Why strength training?

Triathletes often have an endurance mentality, focusing on mileage and numbers of hours spent training, and as a result they prefer to stay away from the gym to prevent building muscle mass.

Although cardio training and working through the mileage is important, it is crucial to mix strength work into your training programme to reduce the risk of injury, and improve speed, endurance and efficiency.

We must accept that by training and challenging our bodies physically, we are naturally more at risk of certain injuries than if we were sedentary. The rewards far outweigh the risk of course. By training we must improve our body’s capacity to perform the activity effectively and efficiently.

Strength training is an important core component of triathlon training as it allows your body to tolerate training loads and build strength to improve your performance capacity.

Like all athletes, triathletes are susceptible to muscular imbalances. Managing and balancing the training of the three disciplines of swim, cycle and run is a huge challenge, because often the dominant muscles required in one discipline can be in contrast to those required in another.

For example, hip muscle imbalances commonly occur when hip flexors become tight during the cycle component of training which can then cause problems during the run leg and also training sessions. Addressing and correcting these imbalances not only helps you race faster but will also build your resilience to injury.

By focusing on higher performance percentages, developing a strength component to your training will allow you to move towards building speed across your targeted discipline. The simple equation is power equals force multiplied by velocity.

In other words by building strength, you increase your capacity to move faster once training progressively and appropriately, which will naturally improve your performance potential on race day.

Don’t overtrain

As triathletes often have so much content in their training regime, don’t feel you need to do too much strength work. Most importantly ensure you recover properly between the individual exercises as well as the whole session.

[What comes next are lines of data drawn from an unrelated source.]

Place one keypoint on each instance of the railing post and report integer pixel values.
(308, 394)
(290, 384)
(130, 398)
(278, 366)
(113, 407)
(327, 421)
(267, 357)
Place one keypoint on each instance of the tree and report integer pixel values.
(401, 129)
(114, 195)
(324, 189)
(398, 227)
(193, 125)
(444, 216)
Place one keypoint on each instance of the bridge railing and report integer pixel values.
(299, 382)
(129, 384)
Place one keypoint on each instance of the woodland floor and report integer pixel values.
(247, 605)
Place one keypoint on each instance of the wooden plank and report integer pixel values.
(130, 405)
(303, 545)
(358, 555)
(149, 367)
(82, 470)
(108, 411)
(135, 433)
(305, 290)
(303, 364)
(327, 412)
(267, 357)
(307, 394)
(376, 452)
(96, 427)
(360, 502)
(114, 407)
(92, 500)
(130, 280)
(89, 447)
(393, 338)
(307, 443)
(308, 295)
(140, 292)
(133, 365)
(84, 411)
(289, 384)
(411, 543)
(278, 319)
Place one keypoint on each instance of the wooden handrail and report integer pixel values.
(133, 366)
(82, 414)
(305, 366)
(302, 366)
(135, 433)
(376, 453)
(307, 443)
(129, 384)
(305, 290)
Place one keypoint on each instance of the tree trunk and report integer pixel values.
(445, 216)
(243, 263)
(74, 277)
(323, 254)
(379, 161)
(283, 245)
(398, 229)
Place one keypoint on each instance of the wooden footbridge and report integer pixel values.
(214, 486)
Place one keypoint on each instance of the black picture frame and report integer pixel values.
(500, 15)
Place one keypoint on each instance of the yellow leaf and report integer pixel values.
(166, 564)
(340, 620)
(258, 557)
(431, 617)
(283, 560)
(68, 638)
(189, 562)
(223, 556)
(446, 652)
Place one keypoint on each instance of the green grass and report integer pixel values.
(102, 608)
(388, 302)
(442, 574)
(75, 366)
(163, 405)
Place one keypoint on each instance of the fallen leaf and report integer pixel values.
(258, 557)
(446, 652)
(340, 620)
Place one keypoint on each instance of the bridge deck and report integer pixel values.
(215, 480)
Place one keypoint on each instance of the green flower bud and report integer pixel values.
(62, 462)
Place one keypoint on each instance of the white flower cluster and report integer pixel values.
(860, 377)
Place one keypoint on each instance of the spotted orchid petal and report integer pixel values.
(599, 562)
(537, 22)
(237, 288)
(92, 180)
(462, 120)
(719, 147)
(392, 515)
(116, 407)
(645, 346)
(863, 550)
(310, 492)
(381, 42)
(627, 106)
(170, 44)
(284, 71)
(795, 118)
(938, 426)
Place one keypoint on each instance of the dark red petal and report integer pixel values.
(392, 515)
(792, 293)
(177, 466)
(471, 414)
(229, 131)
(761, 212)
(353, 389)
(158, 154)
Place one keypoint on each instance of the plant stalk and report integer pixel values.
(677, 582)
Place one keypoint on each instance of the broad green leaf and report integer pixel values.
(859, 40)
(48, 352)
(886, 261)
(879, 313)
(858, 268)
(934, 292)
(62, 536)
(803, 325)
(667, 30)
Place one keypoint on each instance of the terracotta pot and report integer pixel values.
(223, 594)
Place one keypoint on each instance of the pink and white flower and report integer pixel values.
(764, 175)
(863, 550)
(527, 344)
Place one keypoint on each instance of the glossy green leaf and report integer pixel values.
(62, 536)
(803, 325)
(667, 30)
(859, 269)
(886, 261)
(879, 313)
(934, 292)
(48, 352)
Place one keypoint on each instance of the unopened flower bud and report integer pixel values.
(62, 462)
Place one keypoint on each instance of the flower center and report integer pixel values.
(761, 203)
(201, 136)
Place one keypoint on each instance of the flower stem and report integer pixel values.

Be warned that overtraining will eventually cause underlying fatigue, which leads to underperforming. The best recovery strategies are to sleep eight hours a night if possible, eat 30 minutes after each training session and then regularly throughout the day (consult a nutritionist if you need advice) and stay well hydrated.

Back Squat 

Inka and Exercises Photograph: Rosie Hallam

Photograph: Rosie Hallam

Perfect for running, the back squat will load your hamstrings and glutes.

  • Put a bar (can be weighted) behind your shoulders and place your feet square to each other.
  • Hold the pole but don’t apply any pressure onto the top of your shoulder.
  • Bend your knees into the squat.
  • Return to standing.
  • Repeat eight times and then rest. Aim for four sets.

Front Squat 

Inka and Exercises Photograph: Rosie Hallam

Photograph: Rosie Hallam

Ideal for cycling, the front squat will help load quadriceps.

  • Put a bar (can be weighted) in front of your chin and place your feet square to each other.
  • Hold the pole but don’t apply any pressure onto the top of your shoulder.
  • Bend your knees into the squat.
  • Return to standing.
  • Repeat eight times and then rest. Aim for four sets.

Ask the expert:

Physiotherapist and running guru Sarah Green from Six Physio answers your question

Q: I have a radiating nerve pain up the front of my shin similar to the onset of shin splints, although it doesn’t feel the same. The pain gets acute when running hard so I tend to jog easy.

Tim Hardy via Facebook

A: Shin splints is a general term used to describe pain over the medial shin. Most commonly it refers to medial tibial stress syndrome, which is inflammation caused by overload. In runners, this tends to occur due to sudden increase in mileage, a change of footwear or poor biomechanics. Pain tends to be immediate and is often sharp and specific to one area. There are other causes such as a stress fracture or compartment syndrome.

An exercise routine to strengthen your feet muscles and calf could help. Look at your biomechanics, too. As a runner, you need to have good single-leg control, good core and glute strength to ensure you do not overload the ankle, foot and shin.

Do not keep running if it hurts, you could make it worse.

Seek advice before upping your speed and mileage.